Scale Logstash in Distributed Real-Time Way based on Storm


(Hao Chen) #1

Hi Logstash Community,

This is Hao Chen from an e-commerce company supporting one of the largest hadoop cluster in the world. We are relying on logstash to monitor large amount of platform logs. As I could not find similar topic, so here I would like to share some of our practices in scaling logstash in distributed real-time way based on Storm, Spark Streaming or YARN. The main purpose is to enhance ourselves based on the community's great feedback, and also want to know if it's helpful enough to open source our solution or contribute to logstash community.

Problem

As all you know, logstash is a great tool to collect, enrich and transport logs with high usability and extensibility, but limited scalability. Especially while big data distributed systems like hadoop, hbase or spark are becoming more and more popular and widely adopted, how to process extremely large scale of logs in real-time is becoming a more and more serious challenge.

The limitation is mainly because logstash pipeline runs on single process and has been placed as an agent in the past.
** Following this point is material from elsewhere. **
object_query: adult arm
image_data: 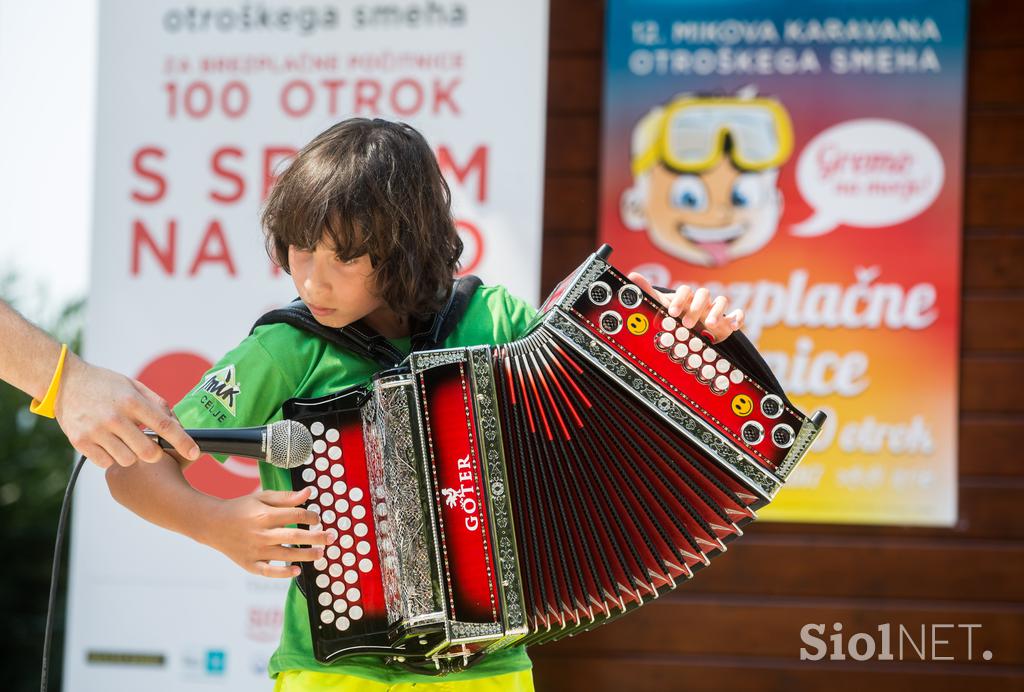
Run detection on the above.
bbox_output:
[0,299,199,467]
And currently officially recommended scaling solution (https://www.elastic.co/guide/en/logstash/current/deploying-and-scaling.html) still seems to have some problems like:

  • Too complex OPS architecture and difficult for maintenance
  • Inflexible for dynamic scaling and rebalancing
  • Relatively weak fault-tolerant and message guarantee

Solution

The solution by our side is to deeply customize logstash pipeline execution framework and deploy logstash pipeline directly onto real-time distributed cluster like Storm, Spark streaming or Semza (Yarn).

Thanks for the clear architecture of logstash, the log processing abstraction paradigm is highly extensible and extremely simple:

Threads[input plugin] -> (sized-queue) -> Threads[filter plugin] -> (sized-queue) -> Threads[output plugin]
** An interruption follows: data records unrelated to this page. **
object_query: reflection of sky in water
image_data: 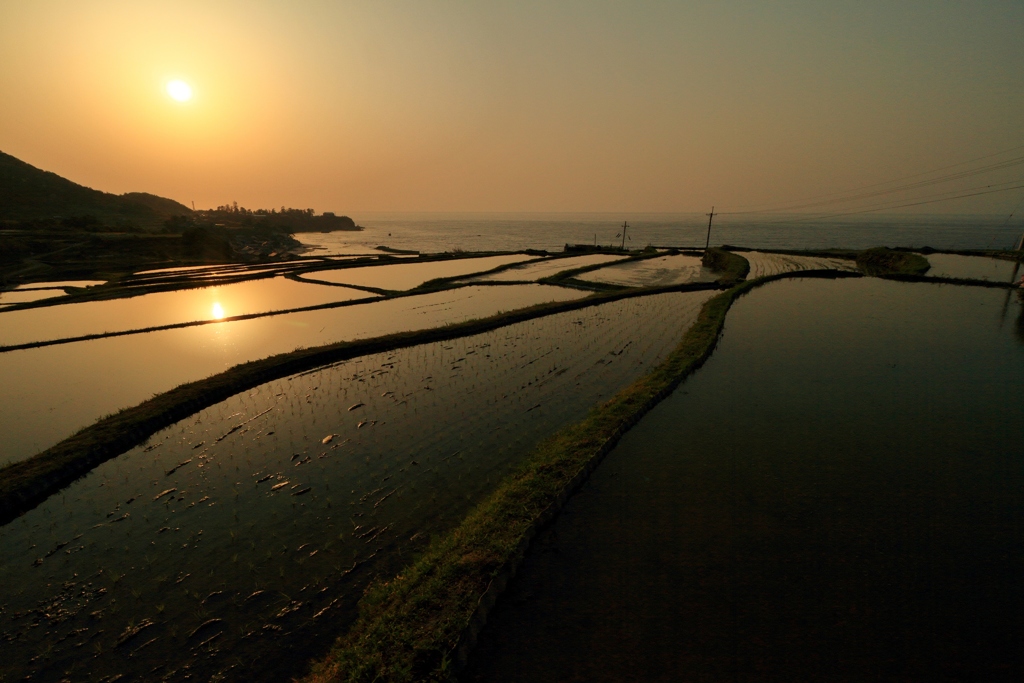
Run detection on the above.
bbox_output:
[0,281,106,306]
[0,285,585,465]
[301,254,533,290]
[0,290,64,305]
[0,291,713,683]
[469,254,627,282]
[464,278,1024,681]
[0,277,370,348]
[923,253,1021,282]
So that we could seamless to convert the pipeline into distributed real-time streaming application like storm topology as following:

StormSpout[input plugin] -> (zeromq) -> StormBolt[filter plugin] -> (zeromq) -> StormBolt[output plugin]

The solution mainly proves us following benefits:

  • High scalability and flexible deployment and management
  • Simple and universal pipeline definition syntax for both agent-side data collection and cluster real-time processing
  • Natively support logstash existing plugins and extensions
  • Storm-based fault tolerate and message guarantee

Though here we are talking on storm, the pipeline execution framework is platform-independent in fact, so that we could definitely also extend to other distributed streaming data processing system like Spark streaming or Samza.
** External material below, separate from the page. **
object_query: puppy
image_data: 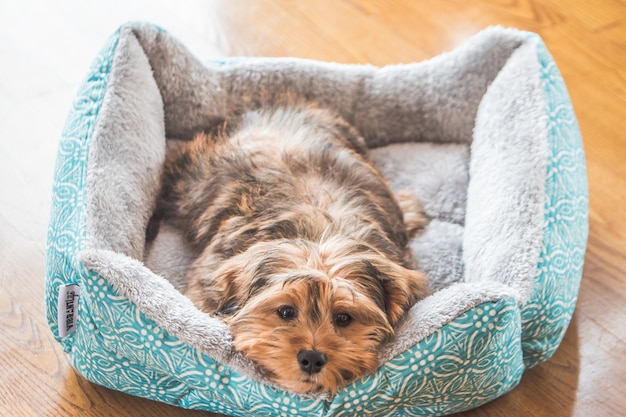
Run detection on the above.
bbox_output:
[154,105,428,394]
Any comments or feedbacks will be highly appreciated. :slight_smile:

Best Regards,
Hao


(Mark Walkom) #2

Thanks for the post!

What you've done sure is interesting, is there any chance you will or have open sourced this?


(Colin Surprenant) #3

Hao,

Great stuff! I would love to get more details on your implementation. Any plans of open sourcing it? I am sure this could be of great benefit to the community.

Thanks,
Colin


(Hao Chen) #4

Yes, and I am researching about the community's feedback. If the solution could be helpful enough to make some benefit for the public community, I'm definitely willing to spend resource to make it more generic and open source it.


(Hao Chen) #5

Colin,

Thanks and really glad to hear that you are interested, and I am exactly posting to research about the community's feedback. If the solution could be helpful enough to make some benefit for the public community, I'm definitely willing to spend resource to make it more generic and even open source it.

Thanks,
Hao


(Colin Surprenant) #6

Hao,

I am not sure I completely understand you current setup and would love to have more details! Are you running in Storm and shelling out to independent partial logstash pipelines in spouts and bolts?

Thanks,
Colin


(John Sotiropoulos) #7

Hello @haoch !
It 's great to hear that there is a solution which "makes" logstash more scalable. That means that you didn't use logstash at all, right? You just simulated what logstash does through storm spouts and bolts.
I have to do the exact same thing in order to monitor robust traffic real time, so it would be great if you could help with your solution. Is your solution somewhere available?! Whole or part of your code or a picture of the architecture of your system (like if you use any brokers, if you use es-hadoop for this, etc)?


(Chintu Kumar) #8

Hi @haoch,
I am looking for something similar to what you have done for one of my applications.
I would like to have a discussion with you about the same.
Kindly get back to me when you are free.

Thanks,
Chintu


(system) #9